In any event, the numbers put to rest any notion that the oil sands are a boondoggle. They do suggest the oil sands may be a bigger boon to Alberta, the Canadian economy, and federal government than most people understand.
Especially outside Alberta.
All of what you have said here is true. It is what is not said that is the issue.

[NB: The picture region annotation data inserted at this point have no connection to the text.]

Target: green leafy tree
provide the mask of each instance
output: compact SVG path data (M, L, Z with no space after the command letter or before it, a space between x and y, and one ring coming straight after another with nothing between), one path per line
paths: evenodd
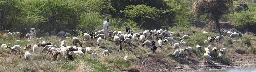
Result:
M200 0L194 4L193 11L197 17L204 16L214 21L220 32L219 21L224 15L230 12L233 3L232 0Z

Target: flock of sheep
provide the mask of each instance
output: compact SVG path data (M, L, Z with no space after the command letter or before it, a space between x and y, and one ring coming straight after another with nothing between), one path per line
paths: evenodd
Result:
M130 33L130 28L126 27L126 34L122 34L122 32L120 31L109 31L109 34L110 38L111 39L114 39L114 41L116 43L116 45L119 46L118 48L118 51L121 51L122 47L121 43L127 44L127 46L129 47L130 43L132 41L135 41L135 40L140 40L142 43L141 45L143 47L146 45L146 47L151 49L153 52L156 52L157 48L159 47L161 48L163 46L168 46L169 43L170 43L171 44L173 44L173 49L176 49L174 52L173 55L175 57L176 57L178 55L180 56L184 55L184 51L187 52L188 54L191 54L191 52L192 51L193 48L192 47L188 47L185 49L180 49L179 50L178 49L180 47L186 46L188 46L188 45L183 40L187 39L189 38L190 36L188 35L183 36L179 40L181 40L180 43L175 43L174 39L172 38L173 36L173 34L174 32L171 32L167 30L163 31L162 29L160 29L156 30L155 29L149 31L148 30L145 30L143 32L140 32L138 33L134 34L134 32L132 31L131 31L131 32ZM54 33L53 33L54 32ZM86 42L89 39L97 39L97 44L98 47L100 47L101 45L101 43L104 41L104 35L103 34L104 31L103 30L101 30L95 32L94 34L89 34L87 33L83 32L82 34L84 35L83 40L84 42ZM52 31L51 32L51 35L55 35L55 32ZM208 33L204 31L203 33ZM53 33L52 34L52 33ZM217 51L217 48L214 47L212 49L212 46L210 45L208 43L208 41L211 41L212 42L215 42L215 43L217 43L218 42L223 38L225 38L223 35L230 36L230 37L228 37L231 39L235 37L242 37L242 34L241 32L238 32L234 31L223 31L222 35L220 35L218 36L215 36L214 38L209 37L207 40L205 40L204 42L205 47L207 46L207 47L204 50L206 53L204 54L204 58L206 59L212 59L212 57L210 56L210 52L209 50L212 50L213 51L216 52ZM20 35L21 34L18 32L15 32L13 33L9 32L7 34L12 38L12 39L13 40L15 36ZM49 33L47 33L45 34L46 37L49 36ZM69 37L70 36L70 33L67 33L65 31L61 31L59 32L56 35L64 36L65 37ZM29 34L28 33L26 35L26 37L27 39L30 38ZM158 39L158 45L156 45L155 42L153 41L152 40L150 40L149 37L150 37L154 38L155 39ZM164 40L163 41L162 38L164 38ZM40 41L43 40L43 38L36 38L35 37L35 40L37 41ZM136 39L137 38L136 40ZM112 40L113 40L112 39ZM100 56L97 54L95 53L93 53L92 51L92 49L90 47L86 47L85 49L82 48L82 44L81 42L79 39L76 37L73 37L72 38L73 46L67 46L65 41L62 40L56 40L56 41L59 41L60 42L60 47L58 47L54 45L52 45L51 42L46 43L45 41L43 41L42 44L35 44L32 47L31 45L28 45L25 46L24 47L24 50L28 50L30 48L32 48L33 50L33 52L35 52L37 51L38 47L40 46L42 46L44 48L41 50L41 52L44 52L45 51L47 51L47 54L50 55L51 54L52 56L53 59L56 60L58 54L61 55L60 58L67 58L68 60L73 60L73 56L82 56L84 54L90 54L93 56L99 58ZM150 41L150 40L151 40ZM21 40L16 40L16 42L20 42ZM234 41L240 41L239 40L235 40ZM29 40L28 40L28 41L30 42ZM79 47L78 47L77 43L79 44ZM189 46L193 46L190 45ZM13 47L9 47L8 45L5 44L3 44L1 45L1 47L3 48L6 48L12 49L12 52L15 52L16 54L19 53L20 53L21 47L19 45L15 45ZM201 49L202 46L199 45L196 45L196 48ZM225 53L227 51L226 49L222 48L219 50L218 52L220 52L219 53L219 56L221 58L222 56L222 54L225 55ZM108 55L110 54L109 52L107 50L106 50L102 52L102 55ZM27 51L24 54L24 57L28 60L31 59L31 54L29 52ZM128 56L124 56L125 60L129 60L129 57ZM145 61L143 62L145 62Z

No mention of the lack of regulation and accountability – the regulatory ‘pass’ given the corporations;
What of the impact on health of people in the region – not even proper studies commissioned to study that;
No mention of the devastation to the land and the value of the forests scraped away;
Overlooks the loss of wildlife habitat, including endangered species;
What of down stream impact including poisoning the river water and drawing down river levels – or massive tailings ponds sitting on the banks of a major river, leaking into it;
Polluting or poisoning aquifers by steam injection systems or by tailings ponds with no barrier (impermeable membrane) on the bottom;
….And more –
What of those costly legacies worth $billions,left for future generations to pay for?
All that would cut deeply into your profit model, if acknowledged and factored in. Sadly, supporters of massive scale industrial developments always seem to conveniently overlook such things.
For the record I am a journalist who lives downstream of the oilsands development and has reported on them for over 35 years.
I support oilsands development if done right, on a limited scale, but the shoddy and far-too-big-too-fast way they have been (are) allowed to happen is reprehensible.